Chapter 4 Spatio-Temporal Cluster Analysis of Geoenvironmental Processes
Spatio-temporal cluster analysis (ST clustering) is a powerful tool used to identify patterns and relationships in data that vary across both space and time. In the context of geoenvironmental processes, this type of analysis helps in understanding how environmental phenomena—such as wildfires, landslides, or flood events—are distributed geographically and how they evolve over time. By detecting clusters, researchers can uncover hotspots of activity, assess trends, and identify potential triggers or influencing factors, leading to more informed decision-making and targeted interventions in environmental management.
4.1 ST clustering for fire management
The configuration of forest fires across space and time presents a complex pattern which significantly affects the forest environment and adjacent human developments. Statistical techniques designed for spatio-temporal random points can be utilized to identify a structure, recognize hot-spots and vulnerable areas, and address policy makers to prevention and forecasting measures.
In this practical computer lab we consider the same case study as in the “Geographically Weighted Summary Statistics” lab. The main objective is to reveal if space and time act independently or whether neighboring events are also closer in time, interacting to generate spatio-temporal clusters. The attribute that we will consider to achieve this goal is the starting date of fires events. To account for the different geographical distribution of fires in Portugal, events occurred in the Norther and Southern area will be modeled separately.
For more details about the input dataset, please refer to the GWSS lab documentation.
4.2 Clustering methods
To detect spatio-temporal clusters of forest fires, we will use the following statistical methods:
The Ripley’s K- function to test the space-time interaction and the spatial attraction/independency between fires of different size.
The kernel density estimator allowing elaborating smoothed density surfaces representing fires over-densities.
We provide below a short description for both these methods. More details can be found in Tonini et al. (2017).
4.2.1 Ripley’s K-function
The Ripley’s K-function allows inferring about the spatial randomness of mapped punctual events. It is largely applied in environmental studies to analyse the pattern distribution of a spatial point process. The original spatial univariate K-function \(K(s)\) is defined as the ratio between the expected number \(E\) of point events falling at a certain distance \(r\) from an arbitrary event and the intensity \(\lambda\) of the spatial point process, this last corresponding to the average number of points per unit area.
Under complete spatial randomness, which assumes the independence among the events, \(K(s)\) is equal to the area of the circle around the target event for each distance’s value. It follows that events are spatially clustered within the range of distances at which \(K(s)\) assumes vales higher than this area, while they are spatially dispersed for lower values. The temporal K-function \(K(t)\) is defined in the same way as for the spatial case, with the time-based intensity and the time length replacing the spatial parameters.

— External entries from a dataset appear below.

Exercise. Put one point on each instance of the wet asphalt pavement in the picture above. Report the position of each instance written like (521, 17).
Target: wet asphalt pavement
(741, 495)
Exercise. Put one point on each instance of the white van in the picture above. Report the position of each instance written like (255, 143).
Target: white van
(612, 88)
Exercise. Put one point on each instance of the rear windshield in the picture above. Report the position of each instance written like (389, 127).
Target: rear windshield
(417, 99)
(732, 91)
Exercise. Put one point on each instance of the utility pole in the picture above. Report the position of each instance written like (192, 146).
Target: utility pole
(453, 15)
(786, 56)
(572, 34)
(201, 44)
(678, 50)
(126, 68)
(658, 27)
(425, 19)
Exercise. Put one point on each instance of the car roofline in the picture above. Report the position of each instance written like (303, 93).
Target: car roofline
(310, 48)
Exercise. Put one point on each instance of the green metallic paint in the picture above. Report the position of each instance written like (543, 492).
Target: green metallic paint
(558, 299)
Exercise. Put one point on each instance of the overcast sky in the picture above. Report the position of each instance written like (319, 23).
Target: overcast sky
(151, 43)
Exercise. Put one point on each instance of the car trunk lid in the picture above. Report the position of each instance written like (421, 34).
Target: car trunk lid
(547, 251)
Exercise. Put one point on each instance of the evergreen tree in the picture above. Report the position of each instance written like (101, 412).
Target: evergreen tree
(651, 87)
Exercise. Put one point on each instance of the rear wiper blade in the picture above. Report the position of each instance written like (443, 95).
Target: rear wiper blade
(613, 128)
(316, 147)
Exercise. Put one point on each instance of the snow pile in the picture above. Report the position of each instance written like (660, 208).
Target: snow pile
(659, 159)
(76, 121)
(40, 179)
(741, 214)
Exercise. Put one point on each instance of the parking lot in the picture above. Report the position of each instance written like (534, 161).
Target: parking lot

The space-time K-function, \(K(s,t)\) can be considered as a bivariate function where space and time represent the two variables of the equation. It is defined as the number of further events occurring within a distance \(r\) and time \(t\) from an arbitrary event.
4.2.1.1 Spatio-temporal interaction
If there is no space-time interaction, \(K(s,t)\) is equal to the product of the purely spatial and purely temporal K-function. Inversely, if space and time interact generating clusters, the difference between these two values is positive [\(D(s,t)=K(s,t)-K(s)*K(t)\)].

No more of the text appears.